Demystifying Linear MDPs and Novel Dynamics Aggregation Framework

In this paper, we first challenge the common premise that linear MDPs always induce performance guarantees independent of the state space. We prove that, in linear MDPs, the feature dimension $d$ is lower bounded by $S/U$ in order to aptly represent transition probabilities, where $S$ is the size of the state space and $U$ is the maximum size of directly reachable states. Hence, $d$ can still scale with $S$ depending on the direct reachability of the environment. To address this limitation of linear MDPs, we propose a novel structural aggregation framework based on dynamics, named as the *dynamics aggregation*. For this newly proposed framework, we design a provably efficient hierarchical reinforcement learning algorithm in linear function approximation that leverages aggregated sub-structures. Our proposed algorithm exhibits statistical efficiency, achieving a regret of $\tilde{O} \big( d_{\psi}^{3/2} H^{3/2}\sqrt{ NT} \big)$, where $d_{\psi}$ represents the feature dimension of *aggregated subMDPs* and $N$ signifies the number of aggregated subMDPs.

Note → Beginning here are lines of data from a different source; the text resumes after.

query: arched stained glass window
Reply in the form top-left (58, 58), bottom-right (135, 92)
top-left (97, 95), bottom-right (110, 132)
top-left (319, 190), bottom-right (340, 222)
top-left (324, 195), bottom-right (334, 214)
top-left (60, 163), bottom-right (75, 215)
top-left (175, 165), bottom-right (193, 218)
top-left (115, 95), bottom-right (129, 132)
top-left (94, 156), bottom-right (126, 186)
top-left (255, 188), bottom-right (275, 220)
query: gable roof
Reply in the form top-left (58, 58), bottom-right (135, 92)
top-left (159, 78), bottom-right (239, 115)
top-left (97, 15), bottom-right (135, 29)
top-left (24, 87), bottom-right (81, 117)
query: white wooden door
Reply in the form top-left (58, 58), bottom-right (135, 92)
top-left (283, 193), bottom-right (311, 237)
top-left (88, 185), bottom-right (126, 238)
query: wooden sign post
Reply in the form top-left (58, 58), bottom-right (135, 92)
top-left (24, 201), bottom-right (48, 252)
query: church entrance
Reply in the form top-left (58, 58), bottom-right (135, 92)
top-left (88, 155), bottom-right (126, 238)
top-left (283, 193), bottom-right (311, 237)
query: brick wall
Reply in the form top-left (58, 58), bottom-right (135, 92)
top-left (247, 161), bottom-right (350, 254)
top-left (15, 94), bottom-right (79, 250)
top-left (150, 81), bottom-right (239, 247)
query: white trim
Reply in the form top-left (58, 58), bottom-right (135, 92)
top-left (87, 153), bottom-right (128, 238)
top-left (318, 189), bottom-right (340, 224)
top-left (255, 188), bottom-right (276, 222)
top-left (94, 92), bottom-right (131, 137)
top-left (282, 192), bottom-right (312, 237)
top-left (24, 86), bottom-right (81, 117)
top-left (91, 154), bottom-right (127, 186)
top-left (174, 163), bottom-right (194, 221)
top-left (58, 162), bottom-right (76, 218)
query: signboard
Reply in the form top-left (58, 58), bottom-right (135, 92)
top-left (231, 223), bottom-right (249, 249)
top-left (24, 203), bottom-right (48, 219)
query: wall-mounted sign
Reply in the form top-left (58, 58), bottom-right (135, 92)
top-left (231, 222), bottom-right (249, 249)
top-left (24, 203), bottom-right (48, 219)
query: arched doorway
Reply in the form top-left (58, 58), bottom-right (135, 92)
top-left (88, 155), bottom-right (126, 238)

We establish that the condition $d_{\psi}^3 N \ll d^{3}$ is readily met in most real-world environments with hierarchical structures, enabling a substantial improvement in the regret bound compared to LSVI-UCB, which enjoys a regret of $\tilde{O}(d^{3/2} H^{3/2} \sqrt{ T})$. To the best of our knowledge, this work presents the first HRL algorithm with linear function approximation that offers provable guarantees.